FSBC covered call positions are structurally neutral to slightly bullish; the modeled P&L assumes European-style exercise at expiration and ignores early assignment, transaction costs, dividends paid before expiry on the stock leg (when present), and the bid-ask spread on the listed chain. FSBC positions also carry Financial Services sector concentration risk; news flow inside the sector (peer earnings, regulatory shifts, supply-chain headlines) can move FSBC alongside the broader basket even when FSBC-specific fundamentals are unchanged. Short-premium structures like a covered call on FSBC carry tail risk when realized volatility exceeds the implied move; review historical FSBC earnings reactions and macro stress periods before sizing. Always rebuild the position from current FSBC chain quotes before placing a trade.

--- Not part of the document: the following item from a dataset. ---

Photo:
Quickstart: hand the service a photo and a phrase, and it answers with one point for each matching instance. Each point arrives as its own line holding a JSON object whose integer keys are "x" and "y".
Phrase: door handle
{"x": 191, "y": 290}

Frequently asked questions

What is a covered call on FSBC?
A covered call on FSBC is the covered call strategy applied to FSBC (stock). The strategy is structurally neutral to slightly bullish: A covered call pairs long stock with a short out-of-the-money call, collecting premium and capping upside above the short strike in exchange for income. With FSBC stock trading near $48.41, the strikes shown on this page are snapped to the nearest listed FSBC chain strike and the premiums come straight from the end-of-day bid/ask midpoint.
How are FSBC covered call max profit and max loss calculated?
Max profit equals short-strike minus cost basis plus premium times 100; max loss is cost basis minus premium (at zero). Breakeven is cost basis minus premium. For the FSBC covered call priced from the end-of-day chain at a 30-day expiry (ATM IV 83.80%), the computed maximum profit is unbounded per contract and the computed maximum loss is unbounded per contract. Live intraday quotes will differ as the chain moves through the trading session.
What is the breakeven for a FSBC covered call?
The breakeven for the FSBC covered call priced on this page is no defined breakeven on the modeled curve at expiration, derived from end-of-day chain premiums. Breakeven is the underlying price at which the strategy's P&L crosses zero ignoring transaction costs and assignment risk. The current FSBC market-implied 1-standard-deviation expected move is approximately 24.02%; if the move sits well outside the breakeven distance, the structure's risk-reward becomes correspondingly tighter.
When should you consider a covered call on FSBC?
Covered calls on FSBC are an income strategy run on existing FSBC stock positions; traders typically sell calls at 25-35 delta with 30-45 days to expiration to balance premium against upside cap.
How does current FSBC implied volatility affect this covered call?
FSBC ATM IV is at 83.80% with IV rank near 39.45%, which is mid-range against its 1-year history. Strategy selection depends more on directional thesis and expected move than on a strong IV signal.